New technologies in building and architecture are being explored with the latest being the 3D printed house using bacterial elements.
As most of the built environment is the product of CAD software, Autodesk Research uses a web-based "CAD shell for services such as modelling, simulation and multi-objective design optimisation" as part of Project Cyborg.
The Project is a "cloud-based meta-platform of design tools for programming matter across domains and scales".
Project Cyborg uses nanoparticle design to create platforms for the manufacture of human scale designs with construction to be handled by 'bacterial printers'.
Chris Arkenberg, writer for factcoexist, said that Columbia Living Architecture Lab is a firm exploring ways of integrating biology and architecture.
"Their recent work investigates bacterial manufacturing the genetic modification of bacteria to create durable materials. Envisioning a future where bacterial colonies are designed to print novel materials at scale, they see buildings wrapped in seamless, responsive, bio-electronic envelopes," writes Arkenberg.
Arkenberg also reports on roboticist Enrico Dini who has fabricated a 3-D printer large enough to print houses from sand.
"He’s now teamed up with the European Space Agency to investigate deploying his D-Shape printer to the moon in hopes of churning lunar soil into a habitable base. Though realisation of this effort remains distant, it’s notable to show how the thinking and money is moving to scale 3-D printing well beyond the desktop," said Arkenberg.

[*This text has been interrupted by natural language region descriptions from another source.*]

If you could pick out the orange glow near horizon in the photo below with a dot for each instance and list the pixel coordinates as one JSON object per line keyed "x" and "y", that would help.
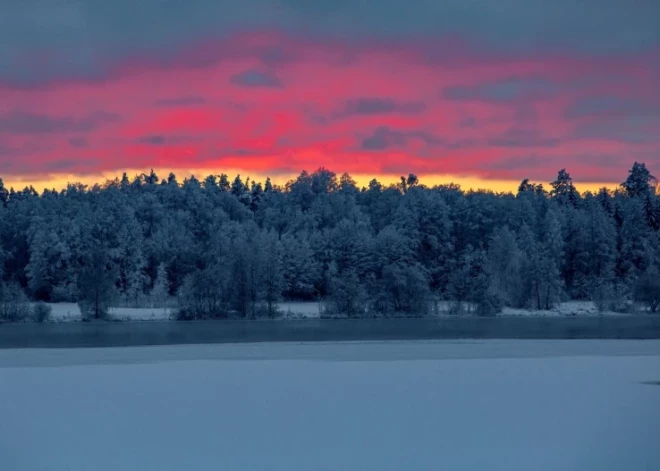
{"x": 60, "y": 181}
{"x": 456, "y": 116}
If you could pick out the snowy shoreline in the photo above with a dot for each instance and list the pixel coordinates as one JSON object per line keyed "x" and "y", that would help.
{"x": 135, "y": 333}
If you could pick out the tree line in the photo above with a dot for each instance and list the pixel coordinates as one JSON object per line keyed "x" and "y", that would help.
{"x": 232, "y": 248}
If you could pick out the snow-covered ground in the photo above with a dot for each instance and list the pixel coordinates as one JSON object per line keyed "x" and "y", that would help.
{"x": 63, "y": 312}
{"x": 494, "y": 405}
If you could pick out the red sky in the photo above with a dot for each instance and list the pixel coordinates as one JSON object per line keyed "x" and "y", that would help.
{"x": 274, "y": 103}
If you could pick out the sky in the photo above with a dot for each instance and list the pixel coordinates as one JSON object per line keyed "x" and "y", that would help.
{"x": 483, "y": 93}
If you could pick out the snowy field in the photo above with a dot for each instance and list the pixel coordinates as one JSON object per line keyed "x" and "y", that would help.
{"x": 65, "y": 312}
{"x": 494, "y": 405}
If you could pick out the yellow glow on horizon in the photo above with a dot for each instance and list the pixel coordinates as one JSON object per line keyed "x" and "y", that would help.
{"x": 60, "y": 181}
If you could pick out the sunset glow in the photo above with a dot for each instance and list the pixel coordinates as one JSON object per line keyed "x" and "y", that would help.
{"x": 276, "y": 100}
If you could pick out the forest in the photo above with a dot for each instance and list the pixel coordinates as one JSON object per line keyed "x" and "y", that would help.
{"x": 219, "y": 248}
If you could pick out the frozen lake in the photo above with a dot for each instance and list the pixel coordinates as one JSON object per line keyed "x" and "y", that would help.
{"x": 428, "y": 405}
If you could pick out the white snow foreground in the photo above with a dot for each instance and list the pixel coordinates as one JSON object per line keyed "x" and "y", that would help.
{"x": 494, "y": 405}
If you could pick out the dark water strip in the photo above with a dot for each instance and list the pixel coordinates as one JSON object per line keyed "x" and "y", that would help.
{"x": 110, "y": 334}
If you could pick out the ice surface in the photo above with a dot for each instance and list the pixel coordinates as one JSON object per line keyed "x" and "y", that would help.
{"x": 493, "y": 405}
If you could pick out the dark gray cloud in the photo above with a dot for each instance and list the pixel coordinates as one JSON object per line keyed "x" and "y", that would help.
{"x": 255, "y": 78}
{"x": 504, "y": 91}
{"x": 31, "y": 123}
{"x": 522, "y": 137}
{"x": 79, "y": 142}
{"x": 599, "y": 106}
{"x": 385, "y": 138}
{"x": 375, "y": 106}
{"x": 188, "y": 100}
{"x": 154, "y": 140}
{"x": 84, "y": 38}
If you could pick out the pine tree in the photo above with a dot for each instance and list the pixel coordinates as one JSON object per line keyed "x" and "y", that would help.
{"x": 640, "y": 182}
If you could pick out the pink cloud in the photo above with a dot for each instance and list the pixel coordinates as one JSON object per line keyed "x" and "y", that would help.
{"x": 269, "y": 102}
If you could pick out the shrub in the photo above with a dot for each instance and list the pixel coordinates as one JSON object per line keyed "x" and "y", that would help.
{"x": 93, "y": 310}
{"x": 647, "y": 290}
{"x": 14, "y": 305}
{"x": 41, "y": 312}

Architecture firm, Foster + Partners works with European Space Agency to 3D print structures on the moon. Image courtesy of Foster + Partners.
In the near future, 3D printing of houses is being looked at as a reality as Architecture and Design reported last year on the Dutch firm, Universe Architecture, which plans on printing the Landscape House in 2014.

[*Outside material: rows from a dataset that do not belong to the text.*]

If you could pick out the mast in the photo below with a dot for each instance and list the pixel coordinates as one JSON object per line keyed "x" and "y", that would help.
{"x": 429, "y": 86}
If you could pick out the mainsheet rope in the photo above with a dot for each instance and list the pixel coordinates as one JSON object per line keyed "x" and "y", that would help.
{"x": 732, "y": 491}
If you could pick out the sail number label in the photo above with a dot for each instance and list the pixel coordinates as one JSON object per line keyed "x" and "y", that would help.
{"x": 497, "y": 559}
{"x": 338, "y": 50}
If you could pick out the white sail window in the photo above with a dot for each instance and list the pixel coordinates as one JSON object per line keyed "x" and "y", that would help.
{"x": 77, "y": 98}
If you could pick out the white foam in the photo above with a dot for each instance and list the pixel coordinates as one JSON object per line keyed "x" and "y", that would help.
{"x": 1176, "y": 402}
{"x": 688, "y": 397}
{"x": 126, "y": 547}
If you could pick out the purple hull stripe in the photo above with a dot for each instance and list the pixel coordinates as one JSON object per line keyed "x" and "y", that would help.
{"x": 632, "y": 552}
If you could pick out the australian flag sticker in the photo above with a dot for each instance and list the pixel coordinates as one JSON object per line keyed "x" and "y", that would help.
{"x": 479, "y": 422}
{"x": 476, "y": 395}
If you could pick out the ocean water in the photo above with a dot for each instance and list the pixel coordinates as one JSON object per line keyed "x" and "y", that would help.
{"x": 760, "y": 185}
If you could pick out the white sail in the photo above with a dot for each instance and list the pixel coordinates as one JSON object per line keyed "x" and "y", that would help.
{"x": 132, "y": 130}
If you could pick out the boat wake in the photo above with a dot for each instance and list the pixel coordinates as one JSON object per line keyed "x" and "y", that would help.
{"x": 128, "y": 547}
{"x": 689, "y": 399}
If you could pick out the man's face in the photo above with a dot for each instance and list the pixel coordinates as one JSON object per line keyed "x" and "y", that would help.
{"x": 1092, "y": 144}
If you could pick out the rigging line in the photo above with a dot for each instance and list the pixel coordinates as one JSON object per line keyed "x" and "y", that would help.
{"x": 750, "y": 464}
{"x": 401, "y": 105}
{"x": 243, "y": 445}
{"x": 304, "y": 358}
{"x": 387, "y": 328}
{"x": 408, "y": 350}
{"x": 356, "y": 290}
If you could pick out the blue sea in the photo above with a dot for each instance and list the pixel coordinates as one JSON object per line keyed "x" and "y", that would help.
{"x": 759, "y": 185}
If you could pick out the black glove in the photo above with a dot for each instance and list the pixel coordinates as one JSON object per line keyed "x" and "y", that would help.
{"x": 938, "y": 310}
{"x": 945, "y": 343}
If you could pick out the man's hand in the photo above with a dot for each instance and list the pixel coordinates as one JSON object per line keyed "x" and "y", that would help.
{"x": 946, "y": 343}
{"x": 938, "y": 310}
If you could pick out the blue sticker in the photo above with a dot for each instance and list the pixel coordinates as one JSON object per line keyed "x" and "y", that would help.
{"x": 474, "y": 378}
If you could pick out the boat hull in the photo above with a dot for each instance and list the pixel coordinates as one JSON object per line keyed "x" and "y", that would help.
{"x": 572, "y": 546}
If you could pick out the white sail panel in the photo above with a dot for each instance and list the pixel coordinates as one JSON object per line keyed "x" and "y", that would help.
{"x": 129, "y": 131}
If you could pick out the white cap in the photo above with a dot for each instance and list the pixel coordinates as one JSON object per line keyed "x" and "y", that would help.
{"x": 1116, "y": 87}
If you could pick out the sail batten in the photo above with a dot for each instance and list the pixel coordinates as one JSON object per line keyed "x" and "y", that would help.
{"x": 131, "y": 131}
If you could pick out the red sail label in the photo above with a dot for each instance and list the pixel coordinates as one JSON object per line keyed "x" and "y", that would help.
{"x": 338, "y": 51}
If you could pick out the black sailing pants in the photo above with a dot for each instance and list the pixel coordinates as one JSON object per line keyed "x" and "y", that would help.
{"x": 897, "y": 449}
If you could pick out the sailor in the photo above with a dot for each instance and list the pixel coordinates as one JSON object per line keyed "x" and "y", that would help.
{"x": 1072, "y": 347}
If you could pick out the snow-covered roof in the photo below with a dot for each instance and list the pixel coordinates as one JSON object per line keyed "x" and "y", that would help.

The house will be printed through a D shaped printer with the materials being sand bonded by a magnesium based glue- the frame is then filled with fibre reinforced concrete.

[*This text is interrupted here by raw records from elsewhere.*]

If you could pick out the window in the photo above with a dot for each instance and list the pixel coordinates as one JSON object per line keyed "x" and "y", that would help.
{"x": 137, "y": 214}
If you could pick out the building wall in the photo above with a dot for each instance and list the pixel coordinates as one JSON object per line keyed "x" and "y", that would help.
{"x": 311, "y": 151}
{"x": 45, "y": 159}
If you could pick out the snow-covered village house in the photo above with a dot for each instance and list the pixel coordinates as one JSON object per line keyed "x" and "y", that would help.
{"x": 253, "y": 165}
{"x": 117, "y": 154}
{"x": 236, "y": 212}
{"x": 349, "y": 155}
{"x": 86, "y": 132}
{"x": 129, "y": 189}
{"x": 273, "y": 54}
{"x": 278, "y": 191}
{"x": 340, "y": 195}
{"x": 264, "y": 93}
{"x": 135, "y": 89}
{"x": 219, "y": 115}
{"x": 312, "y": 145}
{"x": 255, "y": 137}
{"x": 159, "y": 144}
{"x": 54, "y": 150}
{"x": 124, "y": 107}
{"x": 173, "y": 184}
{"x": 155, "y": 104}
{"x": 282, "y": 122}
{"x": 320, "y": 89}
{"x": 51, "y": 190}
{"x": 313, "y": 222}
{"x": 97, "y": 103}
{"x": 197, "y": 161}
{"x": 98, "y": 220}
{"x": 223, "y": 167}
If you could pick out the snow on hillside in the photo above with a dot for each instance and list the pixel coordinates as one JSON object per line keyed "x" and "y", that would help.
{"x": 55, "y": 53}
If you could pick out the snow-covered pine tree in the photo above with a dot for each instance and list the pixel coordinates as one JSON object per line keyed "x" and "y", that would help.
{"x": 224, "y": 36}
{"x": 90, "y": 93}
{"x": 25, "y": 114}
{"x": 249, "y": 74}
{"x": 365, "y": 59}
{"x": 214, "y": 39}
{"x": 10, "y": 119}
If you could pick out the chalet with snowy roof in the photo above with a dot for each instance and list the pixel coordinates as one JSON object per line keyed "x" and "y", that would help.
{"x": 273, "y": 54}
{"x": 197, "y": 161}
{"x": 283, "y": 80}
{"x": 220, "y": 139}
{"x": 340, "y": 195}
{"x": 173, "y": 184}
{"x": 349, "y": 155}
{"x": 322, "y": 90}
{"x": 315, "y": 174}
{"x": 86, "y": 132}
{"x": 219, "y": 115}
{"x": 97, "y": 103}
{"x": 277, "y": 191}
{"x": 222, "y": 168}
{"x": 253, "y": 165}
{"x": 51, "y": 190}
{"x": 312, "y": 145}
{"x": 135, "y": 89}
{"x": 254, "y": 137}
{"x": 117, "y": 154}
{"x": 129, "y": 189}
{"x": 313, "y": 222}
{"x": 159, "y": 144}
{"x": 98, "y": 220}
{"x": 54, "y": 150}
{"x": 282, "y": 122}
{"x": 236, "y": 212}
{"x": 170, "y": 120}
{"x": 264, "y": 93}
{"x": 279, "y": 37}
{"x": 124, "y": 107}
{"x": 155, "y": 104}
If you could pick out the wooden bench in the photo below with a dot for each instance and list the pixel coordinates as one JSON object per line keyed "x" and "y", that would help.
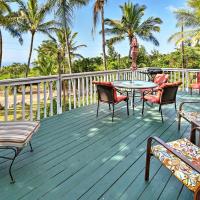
{"x": 15, "y": 136}
{"x": 181, "y": 157}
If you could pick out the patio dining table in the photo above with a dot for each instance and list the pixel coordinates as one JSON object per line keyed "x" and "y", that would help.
{"x": 133, "y": 86}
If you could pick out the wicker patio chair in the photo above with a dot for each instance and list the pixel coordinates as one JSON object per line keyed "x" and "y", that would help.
{"x": 181, "y": 157}
{"x": 159, "y": 79}
{"x": 15, "y": 136}
{"x": 166, "y": 94}
{"x": 107, "y": 93}
{"x": 192, "y": 117}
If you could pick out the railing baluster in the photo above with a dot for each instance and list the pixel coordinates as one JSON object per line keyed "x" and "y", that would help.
{"x": 15, "y": 102}
{"x": 38, "y": 101}
{"x": 31, "y": 102}
{"x": 74, "y": 92}
{"x": 45, "y": 100}
{"x": 79, "y": 93}
{"x": 83, "y": 91}
{"x": 69, "y": 95}
{"x": 87, "y": 98}
{"x": 94, "y": 89}
{"x": 23, "y": 101}
{"x": 183, "y": 80}
{"x": 91, "y": 91}
{"x": 51, "y": 98}
{"x": 6, "y": 103}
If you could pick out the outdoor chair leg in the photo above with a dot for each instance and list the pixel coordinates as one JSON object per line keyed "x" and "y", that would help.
{"x": 197, "y": 194}
{"x": 113, "y": 112}
{"x": 97, "y": 108}
{"x": 143, "y": 107}
{"x": 30, "y": 146}
{"x": 148, "y": 159}
{"x": 160, "y": 108}
{"x": 127, "y": 107}
{"x": 179, "y": 122}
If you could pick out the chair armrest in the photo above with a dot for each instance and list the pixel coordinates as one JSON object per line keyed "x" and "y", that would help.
{"x": 186, "y": 102}
{"x": 122, "y": 92}
{"x": 173, "y": 151}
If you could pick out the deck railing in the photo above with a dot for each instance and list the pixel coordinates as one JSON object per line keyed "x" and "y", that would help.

The company describe the plan as:
"One surface folded in an endless möbius band. Floors transform into ceilings, inside into outside. Production with innovative 3D printing techniques. Architecture of continuity with an endless array of applicability."
3D printing has become more affordable in recent years with several ways that materials can be turned into a specific shape as the ABC reported:
Molten polymers are extruded into shape and then solidify as they cool
A fluid can be jet-inked onto a surface, and then turned into a solid structure through a chemical reaction
Metal objects can be built by laying metal in powder form, then welding selected areas with a laser
Living cells can be printed with a bio-ink formulation, to build tissue and organs layer by layer
3D printers are already being used to produce toys, car parts, prosthetic limbs, and even 'self-replicating' 3D printers themselves.